First, you could try Datasift or Gnip, who both sell twitter data, and thus have...

mittermayr · on Nov 5, 2012

Hey! Datasift+Gnip both seem to supply conversational data, which I currently don't track. My focus is on user-data, which both don't seem to provide. And yes, they're expensive, wow.

The streaming API idea is a good one to get the most out of all of Twitter's data sources... someone else suggested this as well. Seems like it's worth a try.

Your Alice/Bob/Fred assumption is correct. I had a cache of sorts, through a large mysql table which went way over a couple of gigabytes and kept crashing all the time and restoring took half a day.

The twitter investors haven't had a chance to see any of the service since they are still waiting for results :) tough one to ask for intros ;)

PanMan · on Nov 5, 2012

The first thing I would try is rebuilding the cache.

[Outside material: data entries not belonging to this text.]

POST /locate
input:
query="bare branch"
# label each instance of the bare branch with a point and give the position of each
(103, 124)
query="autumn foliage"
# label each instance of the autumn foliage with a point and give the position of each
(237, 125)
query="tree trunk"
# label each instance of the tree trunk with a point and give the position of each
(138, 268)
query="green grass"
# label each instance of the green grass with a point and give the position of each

Since you only need to do key-value lookups, there are many (easy) approaches, that can scale better than MySQL. You could do JSON files on a filesystem (with some nesting, as you don't want to put 20 million files in 1 dir). Or Redis: 20 million x 1 KB is 20 GB. You will need more with overhead, but a few machines would work. Or Riak (we went > 1 billion items with Riak). But even MySQL should be able to handle this: We had over 100 million records in MySQL (on SSD's) before switching to something else.

That seems to be the quickest win to reduce the number of requests, but it will depend on the overlap of your usersets how much this will help.